Designing such an ambitious community food hub requires a collection of people, ideas, information, money, and technical expertise. Steering committees and volunteer research have been integral parts of project formation, especially in the realms of fundraising, neighbor outreach and facility design. With the hope that this decade of work will lead to an end product that is truly designed by the community itself, the NMCDC and its partners have worked to get community input at every turn.
One of the biggest challenges in planning for the Boxcar Kitchen is to design in economic sustainability. No matter what our hopes are for the food projects at Burns Street Square, there is always the bottom line demanding enough revenue to stay in business. We have learned from experience and know that food prices at the Missoula Food Co-op are still too high for many of our neighborhood residents. The Co-op business model requires each member to work three hours per month to offset overhead costs and lower the mark-up price of foods. We believe that as more members join and add their labor, prices will drop. Recruiting new members while the prices are still out of some people’s reach has proven to be a challenge that can best be met with faith in the model’s future. It is after all, our Co-op. We own it and we will craft its future.
Helping to offset some of our challenges has been our continued development of relationships with other organizations. The NMCDC’s most recent steering committee consisted of 20 people from area non-profits and businesses. We met for 6 months throughout 2009-2010. From the steering committee meetings, we developed clear goals regarding self-sufficiency; partnerships and program ideas; a menu for the café; a UM student-created business plan for the café; commercial kitchen equipment choices and layout design; contact with potential users of the rental kitchen; funding application support; and strong relationship building for future programs.
The complexity of making more local foods accessible to more people demands creativity. Over the next few months, as the remodel progresses and the Boxcar Kitchen begins to show itself as a real-life physical entity, the hopes of the project will get closer to realization and both the potential and the limits of our vision will further reveal themselves. For now we are still striving for big dreams: creating a replicable approach to strengthening regional food systems through widened accessibility, transparency, education and participatory democracy. I have learned a lot so far. The most important lesson has been that there is a lot more to learn.
Hermina Harold
MTCC Americorps VISTA, Missoula, Montana







I like and enjoy the way you writing this article.
Good job. Love it!
Skipping breakfast does not lead to weight loss, which often leads to the opposite. Your weight, if you skip breakfast, because you tend to eat more calories during the day.

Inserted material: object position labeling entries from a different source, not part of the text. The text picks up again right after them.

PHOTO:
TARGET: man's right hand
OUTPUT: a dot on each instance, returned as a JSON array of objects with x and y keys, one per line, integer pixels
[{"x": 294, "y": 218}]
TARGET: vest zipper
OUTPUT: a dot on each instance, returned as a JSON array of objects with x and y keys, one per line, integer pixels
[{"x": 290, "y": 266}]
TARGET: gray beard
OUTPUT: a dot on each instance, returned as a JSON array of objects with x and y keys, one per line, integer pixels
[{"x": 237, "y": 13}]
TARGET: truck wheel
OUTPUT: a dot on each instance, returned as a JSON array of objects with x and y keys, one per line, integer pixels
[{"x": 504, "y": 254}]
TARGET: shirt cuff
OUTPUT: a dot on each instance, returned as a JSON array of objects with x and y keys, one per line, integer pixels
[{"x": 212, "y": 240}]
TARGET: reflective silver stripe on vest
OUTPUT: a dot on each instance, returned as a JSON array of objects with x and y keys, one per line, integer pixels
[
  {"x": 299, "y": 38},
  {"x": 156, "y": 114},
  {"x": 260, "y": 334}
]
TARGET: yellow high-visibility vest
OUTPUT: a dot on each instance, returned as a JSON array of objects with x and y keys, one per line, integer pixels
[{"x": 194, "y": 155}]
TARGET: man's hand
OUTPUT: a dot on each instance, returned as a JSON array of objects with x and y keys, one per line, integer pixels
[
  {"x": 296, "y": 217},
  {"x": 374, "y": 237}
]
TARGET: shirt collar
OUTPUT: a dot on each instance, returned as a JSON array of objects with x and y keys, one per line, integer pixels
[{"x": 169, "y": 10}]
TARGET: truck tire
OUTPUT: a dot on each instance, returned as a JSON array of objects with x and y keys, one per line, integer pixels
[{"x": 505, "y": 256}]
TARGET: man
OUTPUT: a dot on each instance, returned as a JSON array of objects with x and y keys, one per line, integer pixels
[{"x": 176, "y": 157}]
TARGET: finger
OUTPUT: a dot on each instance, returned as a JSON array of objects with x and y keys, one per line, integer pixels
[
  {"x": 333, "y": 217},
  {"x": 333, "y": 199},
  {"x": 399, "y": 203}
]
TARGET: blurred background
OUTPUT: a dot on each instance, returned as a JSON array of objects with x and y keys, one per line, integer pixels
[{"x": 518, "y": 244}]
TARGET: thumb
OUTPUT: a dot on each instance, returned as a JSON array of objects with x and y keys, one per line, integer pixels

You want breakfast to start your metabolism, so you energy. A car does not run empty and your body. Filling the car with petrol, and just watch. It’s the same with your body to feed a healthy breakfast.
Nice blog !
Our magazine Family Health & Life http://www.thefamilymag.com covers something similar in Canada. They look for new stories and ideas all the time. Anything and everything that is non mainstream and everything that gets people thinking.
Cheers
Ryan
we use a national panasonic food processor and this seems to be a bang for the buck:`.